The largest mosque in Xinjiang
The center of Kashgar has turned into a huge construction area (the preceding destruction seems to be finished already). The main entrance of the Id Kah is closed while ‘renovating’ the square in front of it, but the mosque is still open. We locate a back entrance I hadn’t noticed before and find ourselves right at the wide, open prayer hall at the back of the large courtyard. Pillars and roof beams are made of wood, decorated with carving and painted in various bright colors; there’s some decoration on the walls as well. The whole of the huge courtyard is shaded by a mass of poplars also lining the ponds. As a result, it’s always cool and pleasant here, a spot to quietly sit and ponder the world and whatever upper being(s) you believe in. Now, it’s also like a peninsula of the old Kashgar in a sea of modernization. A spot to find your inner peace again, just sitting under the rustling poplar leaves.

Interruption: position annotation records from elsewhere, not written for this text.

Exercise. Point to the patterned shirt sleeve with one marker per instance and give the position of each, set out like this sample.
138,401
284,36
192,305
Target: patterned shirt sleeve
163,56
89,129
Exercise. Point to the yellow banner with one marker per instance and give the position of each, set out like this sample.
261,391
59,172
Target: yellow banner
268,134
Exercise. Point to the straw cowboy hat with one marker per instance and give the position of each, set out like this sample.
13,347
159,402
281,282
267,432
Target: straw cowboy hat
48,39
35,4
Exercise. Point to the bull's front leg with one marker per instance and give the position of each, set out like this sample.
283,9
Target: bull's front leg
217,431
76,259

Just when we sit down, a man approaches us and asks if we have a ticket — well, no, we entered at the back, there’s no ticket office there. We’ll buy one, of course. No problem, you can stay where you are, just give me the money (10 Yuan), he suggests, which we do. A little while later the friendly man comes walking back to bring us the tickets and tells us they’ll be closing in a few minutes. We ask and get permission to walk a little around the courtyard before actually leaving!
This mosque, with its huge poplar-shaded courtyard is not just unique: it’s also the largest mosque in all of Xinjiang; originally built in the 15th century, it was extended and renovated later. Also interesting is that (as I noted when I was here before) not only Uyghurs come here, but Hui (Muslim Chinese) as well. I’m glad this very special bit of Kashgar will at least remain.